A Royal Tiff
From Hodgson's Northumberland, Part III Vol II.
"North of Sewingshields lie two great outcrops of sandstone. These are called the King’s and the Queen’s crags, the king here being Arthur and the queen Guinevere. The origin of the names is this:
King Arthur, being seated on one of the rocks was talking with his queen who herself was engaged in dressing her, 'back hair’. Something the queen happened to say offended Arthur. He seized a rock which lay near him, and heaved it at her – a distance of about a quarter of a mile. The queen, with great skill and no little strength herself caught it upon her comb and deflected the blow. The rock fell between them where it lies to this very day. As proof of the tale, one may see the marks of the comb still upon it. The stone probably weighs around twenty tons!

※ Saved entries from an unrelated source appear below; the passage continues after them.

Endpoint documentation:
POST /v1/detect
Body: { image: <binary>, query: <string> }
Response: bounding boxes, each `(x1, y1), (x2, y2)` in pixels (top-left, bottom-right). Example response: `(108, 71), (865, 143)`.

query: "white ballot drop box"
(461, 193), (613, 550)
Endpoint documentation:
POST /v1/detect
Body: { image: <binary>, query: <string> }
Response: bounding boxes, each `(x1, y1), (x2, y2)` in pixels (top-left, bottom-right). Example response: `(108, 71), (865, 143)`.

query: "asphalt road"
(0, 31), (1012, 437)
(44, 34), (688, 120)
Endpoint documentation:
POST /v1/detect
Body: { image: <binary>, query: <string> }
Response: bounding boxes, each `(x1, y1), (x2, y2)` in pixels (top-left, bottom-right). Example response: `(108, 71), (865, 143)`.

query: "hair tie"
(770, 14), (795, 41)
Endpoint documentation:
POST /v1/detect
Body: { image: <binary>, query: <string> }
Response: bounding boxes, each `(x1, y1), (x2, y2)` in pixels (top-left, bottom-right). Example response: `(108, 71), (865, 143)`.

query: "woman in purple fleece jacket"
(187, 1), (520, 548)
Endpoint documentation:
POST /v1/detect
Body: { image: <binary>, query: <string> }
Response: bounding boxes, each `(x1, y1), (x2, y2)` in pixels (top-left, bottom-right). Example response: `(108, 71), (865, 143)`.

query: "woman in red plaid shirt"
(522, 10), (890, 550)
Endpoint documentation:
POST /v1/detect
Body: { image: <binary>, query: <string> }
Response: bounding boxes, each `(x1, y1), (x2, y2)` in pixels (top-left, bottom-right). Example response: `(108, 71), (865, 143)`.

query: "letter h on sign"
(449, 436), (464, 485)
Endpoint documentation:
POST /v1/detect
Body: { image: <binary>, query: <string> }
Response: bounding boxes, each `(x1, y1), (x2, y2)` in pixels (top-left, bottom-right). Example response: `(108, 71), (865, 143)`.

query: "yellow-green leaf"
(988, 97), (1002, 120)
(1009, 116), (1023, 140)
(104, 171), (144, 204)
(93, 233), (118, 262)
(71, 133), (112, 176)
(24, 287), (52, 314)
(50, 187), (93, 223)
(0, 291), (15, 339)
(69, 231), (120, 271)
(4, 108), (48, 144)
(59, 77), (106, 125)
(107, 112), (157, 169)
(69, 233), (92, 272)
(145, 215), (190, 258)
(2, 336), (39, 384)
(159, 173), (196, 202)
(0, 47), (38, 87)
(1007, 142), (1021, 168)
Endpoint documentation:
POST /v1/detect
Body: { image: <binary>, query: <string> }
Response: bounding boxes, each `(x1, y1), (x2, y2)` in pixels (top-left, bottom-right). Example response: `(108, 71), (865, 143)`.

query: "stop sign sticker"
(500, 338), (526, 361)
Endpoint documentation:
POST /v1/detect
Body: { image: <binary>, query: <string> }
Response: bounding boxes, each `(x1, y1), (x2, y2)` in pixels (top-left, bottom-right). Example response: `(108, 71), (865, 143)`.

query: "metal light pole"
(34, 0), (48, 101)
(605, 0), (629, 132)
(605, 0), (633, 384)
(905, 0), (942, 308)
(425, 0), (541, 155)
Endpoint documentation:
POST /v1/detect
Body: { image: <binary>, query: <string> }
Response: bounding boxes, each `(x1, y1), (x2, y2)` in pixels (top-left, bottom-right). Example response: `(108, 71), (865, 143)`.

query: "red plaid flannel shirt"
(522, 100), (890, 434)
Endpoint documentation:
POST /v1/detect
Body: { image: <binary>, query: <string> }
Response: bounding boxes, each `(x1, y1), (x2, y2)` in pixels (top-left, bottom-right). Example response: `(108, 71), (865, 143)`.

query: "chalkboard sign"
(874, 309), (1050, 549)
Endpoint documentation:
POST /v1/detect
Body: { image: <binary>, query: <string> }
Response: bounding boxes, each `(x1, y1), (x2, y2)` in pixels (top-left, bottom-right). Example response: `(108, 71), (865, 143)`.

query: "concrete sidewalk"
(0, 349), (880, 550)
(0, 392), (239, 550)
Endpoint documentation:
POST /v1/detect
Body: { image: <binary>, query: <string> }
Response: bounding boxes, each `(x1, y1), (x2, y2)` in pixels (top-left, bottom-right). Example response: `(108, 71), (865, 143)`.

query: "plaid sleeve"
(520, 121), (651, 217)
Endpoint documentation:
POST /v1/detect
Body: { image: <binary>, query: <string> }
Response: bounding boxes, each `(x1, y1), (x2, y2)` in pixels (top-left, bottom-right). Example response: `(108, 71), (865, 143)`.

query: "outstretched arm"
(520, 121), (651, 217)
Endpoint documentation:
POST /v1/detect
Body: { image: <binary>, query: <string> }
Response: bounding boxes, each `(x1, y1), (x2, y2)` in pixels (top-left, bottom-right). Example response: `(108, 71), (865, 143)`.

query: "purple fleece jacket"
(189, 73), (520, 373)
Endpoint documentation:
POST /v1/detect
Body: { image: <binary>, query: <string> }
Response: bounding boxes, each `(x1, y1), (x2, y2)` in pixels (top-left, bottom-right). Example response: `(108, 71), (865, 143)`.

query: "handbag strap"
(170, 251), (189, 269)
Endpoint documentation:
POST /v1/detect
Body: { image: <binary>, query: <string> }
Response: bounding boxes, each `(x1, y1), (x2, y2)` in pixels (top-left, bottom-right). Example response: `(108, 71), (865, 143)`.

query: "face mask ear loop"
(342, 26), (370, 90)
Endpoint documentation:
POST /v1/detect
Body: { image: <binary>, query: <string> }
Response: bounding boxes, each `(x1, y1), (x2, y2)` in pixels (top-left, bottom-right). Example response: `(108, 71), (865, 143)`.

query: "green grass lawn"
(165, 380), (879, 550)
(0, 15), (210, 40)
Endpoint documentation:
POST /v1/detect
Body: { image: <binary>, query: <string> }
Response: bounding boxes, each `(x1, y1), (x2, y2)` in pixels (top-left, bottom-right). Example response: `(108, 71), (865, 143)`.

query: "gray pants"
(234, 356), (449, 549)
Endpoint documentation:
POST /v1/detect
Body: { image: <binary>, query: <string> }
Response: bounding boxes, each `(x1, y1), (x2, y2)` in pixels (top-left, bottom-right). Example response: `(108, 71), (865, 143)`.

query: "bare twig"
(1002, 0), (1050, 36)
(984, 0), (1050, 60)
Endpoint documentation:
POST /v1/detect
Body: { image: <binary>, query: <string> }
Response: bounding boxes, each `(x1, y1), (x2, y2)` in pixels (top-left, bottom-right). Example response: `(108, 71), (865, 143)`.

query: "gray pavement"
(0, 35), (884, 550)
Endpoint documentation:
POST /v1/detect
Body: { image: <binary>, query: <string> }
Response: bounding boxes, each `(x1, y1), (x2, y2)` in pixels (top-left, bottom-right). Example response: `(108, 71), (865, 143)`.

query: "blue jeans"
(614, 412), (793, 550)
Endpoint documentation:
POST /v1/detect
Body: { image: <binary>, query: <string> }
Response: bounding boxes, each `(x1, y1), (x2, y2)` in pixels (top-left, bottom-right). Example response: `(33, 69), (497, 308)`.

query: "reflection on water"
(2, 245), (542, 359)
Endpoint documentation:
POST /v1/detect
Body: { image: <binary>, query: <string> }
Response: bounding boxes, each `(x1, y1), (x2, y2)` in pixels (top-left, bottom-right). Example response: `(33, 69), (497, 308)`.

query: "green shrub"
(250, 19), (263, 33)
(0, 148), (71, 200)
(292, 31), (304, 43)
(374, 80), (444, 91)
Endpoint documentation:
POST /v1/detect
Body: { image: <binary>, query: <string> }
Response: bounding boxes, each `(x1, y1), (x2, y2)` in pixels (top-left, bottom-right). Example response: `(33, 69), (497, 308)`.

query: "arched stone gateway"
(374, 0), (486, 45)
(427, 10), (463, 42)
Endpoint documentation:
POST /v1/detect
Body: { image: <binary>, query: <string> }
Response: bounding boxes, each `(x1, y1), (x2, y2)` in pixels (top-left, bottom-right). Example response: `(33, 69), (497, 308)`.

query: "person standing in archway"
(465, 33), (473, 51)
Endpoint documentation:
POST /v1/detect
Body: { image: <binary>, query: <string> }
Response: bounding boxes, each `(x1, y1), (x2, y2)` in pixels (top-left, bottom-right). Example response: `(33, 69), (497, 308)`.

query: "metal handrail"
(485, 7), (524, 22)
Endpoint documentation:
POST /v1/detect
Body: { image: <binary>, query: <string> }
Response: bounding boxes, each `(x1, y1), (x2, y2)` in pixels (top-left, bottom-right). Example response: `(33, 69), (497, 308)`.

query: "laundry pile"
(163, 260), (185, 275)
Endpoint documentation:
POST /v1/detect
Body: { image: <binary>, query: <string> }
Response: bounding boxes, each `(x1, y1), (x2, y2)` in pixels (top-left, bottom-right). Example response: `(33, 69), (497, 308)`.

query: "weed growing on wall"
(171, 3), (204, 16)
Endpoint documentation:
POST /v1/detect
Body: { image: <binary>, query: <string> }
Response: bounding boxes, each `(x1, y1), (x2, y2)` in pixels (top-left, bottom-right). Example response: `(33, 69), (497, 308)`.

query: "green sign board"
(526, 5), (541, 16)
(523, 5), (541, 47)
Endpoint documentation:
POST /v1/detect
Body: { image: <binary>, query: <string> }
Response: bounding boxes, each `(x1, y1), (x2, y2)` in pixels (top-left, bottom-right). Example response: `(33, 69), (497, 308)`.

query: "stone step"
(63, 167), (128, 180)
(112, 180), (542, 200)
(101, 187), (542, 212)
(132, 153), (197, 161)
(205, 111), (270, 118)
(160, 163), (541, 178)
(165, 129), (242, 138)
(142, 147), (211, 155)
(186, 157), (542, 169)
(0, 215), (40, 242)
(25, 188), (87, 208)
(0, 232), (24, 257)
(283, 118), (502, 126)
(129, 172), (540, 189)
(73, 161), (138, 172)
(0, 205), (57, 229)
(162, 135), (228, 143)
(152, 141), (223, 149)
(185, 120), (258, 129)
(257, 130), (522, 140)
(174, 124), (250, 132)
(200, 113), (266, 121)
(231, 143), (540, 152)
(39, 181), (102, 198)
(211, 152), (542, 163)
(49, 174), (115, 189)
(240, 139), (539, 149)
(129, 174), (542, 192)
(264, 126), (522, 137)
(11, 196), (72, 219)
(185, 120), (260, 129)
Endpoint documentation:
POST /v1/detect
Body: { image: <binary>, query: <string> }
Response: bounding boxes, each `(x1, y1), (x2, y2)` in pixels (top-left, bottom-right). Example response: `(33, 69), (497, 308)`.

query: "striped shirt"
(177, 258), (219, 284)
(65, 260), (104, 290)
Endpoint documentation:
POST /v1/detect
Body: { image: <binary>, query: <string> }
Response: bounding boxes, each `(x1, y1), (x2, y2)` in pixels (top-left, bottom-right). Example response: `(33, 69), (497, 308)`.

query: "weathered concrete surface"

Finally, near the farm-house of Sewingshields, several whinstone columns rise up rather curiously in front of the high cliffs. One of these in particular is called by some, King Arthur’s, (and by others King Ethel's) Chair. It was apparently ‘a single, many-sided shaft, about ten feet high, and had a natural seat on its top, like a chair with a back.’ However it, ‘was most wantonly overturned a few years since by a mischievous lad, well known in the neighbourhood, but unworthy of punishment by the mention of his name. Vulgar malignity loves to torment the orderly and ingenuous by destroying works, which time has sanctified and rendered objects of their veneration."
The Archaeology (from England's Rock Art)
Greenlee Lough A (ERA 1429)
An a example of prehistoric rock art lies in the vicinity of King's and Queen's Crags. The sandstone boulder measures 0.65 m x 0.6 m x 0.15 m and is decorated with eleven 'cup marks' ( or 'comb marks'?)